5/10
the film fails to connect with new audience owing to its blatant dramatisation and poor character developments
10 August 2015
This is my third entry into Alan Parker's filmography (after BIRDY 1984, 8/10 and THE LIFE OF David GALE 2003, 7/10), SHOOT THE MOON is a visceral divorce drama, centres on Faith and George Dunlap (Keaton and Finney), a couple married for 15 years with four daughters, living in a quaint farmhouse near San Francisco, George is a successful writer, but he has an affair with a divorcée Sandy (Allen), from the beginning Parker and screenwriter Goldman manifestly position George as the one who gets frustrated in their marriage, and should be responsible for the dissolution of their marriage.

It is understandable George is suffocated by the domestic hoopla created by their four young daughters, as the opening sequences vividly render how the family bliss looks like when Faith is surrounded by the non-stopping children's nagging, and for men, the situation could be disheartening, which creates a plausible excuse for his affair, but after a second thought, it is actually a lame one, as it is the couple's concerted agreement to have so many children, why complain now? I hope Goldman doesn't suggest that children is the main factor that causes the disintegration although it apparently seems so. Thus, George leaves, and lives with Sandy and her son together, while Faith fumbles around with her new life sans George, so viewers sympathy is totally on her, and the children, especially their eldest daughter Sherry (Hill, actually is the best thing in the film as the premature girl tormented by her parents' divorce), whose silent treatment towards her father will trigger George's nut-case behaviour on her birthday. Yes, George is a nut-case apart from being an adulterer, things worsen when Faith moves on with a casual romance with a contractor Frank (Weller), who is paid to build a tennis court outside their house. Eventually George will be demonised as a complete lunatic driven by his arbitrary jealousy in the final act, it is a baffling climax felt much too contrived. So, what should it make audience feel? The ex- husband cannot stand his ex-wife being happy again with another man, although he is content with his new lover, does he want her back after they rekindle a one-night passion thanks to the magic potion of alcohol? Personally, no a fan of the gimmick that shifts all the blame on the husband while still makes him an impenitent jerk.

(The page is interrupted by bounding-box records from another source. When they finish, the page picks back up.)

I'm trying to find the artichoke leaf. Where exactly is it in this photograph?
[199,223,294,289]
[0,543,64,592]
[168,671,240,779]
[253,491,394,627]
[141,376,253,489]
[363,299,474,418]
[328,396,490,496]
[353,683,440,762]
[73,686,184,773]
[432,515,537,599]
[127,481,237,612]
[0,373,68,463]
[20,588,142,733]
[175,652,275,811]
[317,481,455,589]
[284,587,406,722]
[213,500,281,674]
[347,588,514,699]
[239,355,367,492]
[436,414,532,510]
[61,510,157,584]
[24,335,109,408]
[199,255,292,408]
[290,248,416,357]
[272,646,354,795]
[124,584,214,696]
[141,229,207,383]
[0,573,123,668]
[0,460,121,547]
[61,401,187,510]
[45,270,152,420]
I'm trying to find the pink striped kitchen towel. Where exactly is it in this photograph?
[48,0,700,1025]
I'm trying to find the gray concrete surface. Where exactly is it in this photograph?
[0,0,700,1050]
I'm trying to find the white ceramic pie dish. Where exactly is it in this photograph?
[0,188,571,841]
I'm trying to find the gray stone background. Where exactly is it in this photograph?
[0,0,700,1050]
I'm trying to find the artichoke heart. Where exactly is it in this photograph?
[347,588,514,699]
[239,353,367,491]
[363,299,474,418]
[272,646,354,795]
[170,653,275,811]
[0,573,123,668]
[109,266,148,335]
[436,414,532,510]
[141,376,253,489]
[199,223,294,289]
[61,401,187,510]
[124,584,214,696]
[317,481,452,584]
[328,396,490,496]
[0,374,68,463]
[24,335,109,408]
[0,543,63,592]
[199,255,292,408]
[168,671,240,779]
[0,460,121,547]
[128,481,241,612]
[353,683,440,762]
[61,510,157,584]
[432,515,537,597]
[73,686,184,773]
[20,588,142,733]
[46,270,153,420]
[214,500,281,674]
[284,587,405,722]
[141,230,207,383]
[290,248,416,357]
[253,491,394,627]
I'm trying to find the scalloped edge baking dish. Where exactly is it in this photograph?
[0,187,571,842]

The performances are basically serviceable, Keaton is at her best with her unglamorous candidness when transits from a downcast victim to a nonplussed object-of-desire. Finney, great in hiding his British accent, unfortunately is quite repulsive to keep viewers investing in his emotional roller-coaster (lol to the reference from Sandy to the girls that having sex with their dad is like eating ice cream, she clearly doesn't see through what a lost cause he is).

Without an assignment of score, the film is intermittently accompanied by the scoreless bars of piano music interludes, reminiscent of the love lost in time, and occasionally, the scenic cinematography is breathtaking to watch. However it tallies with its time when divorce becomes a topical trend in America's silver screen, the film fails to connect with new audience owing to its blatant dramatisation and poor character developments, sorry Mr. Parker.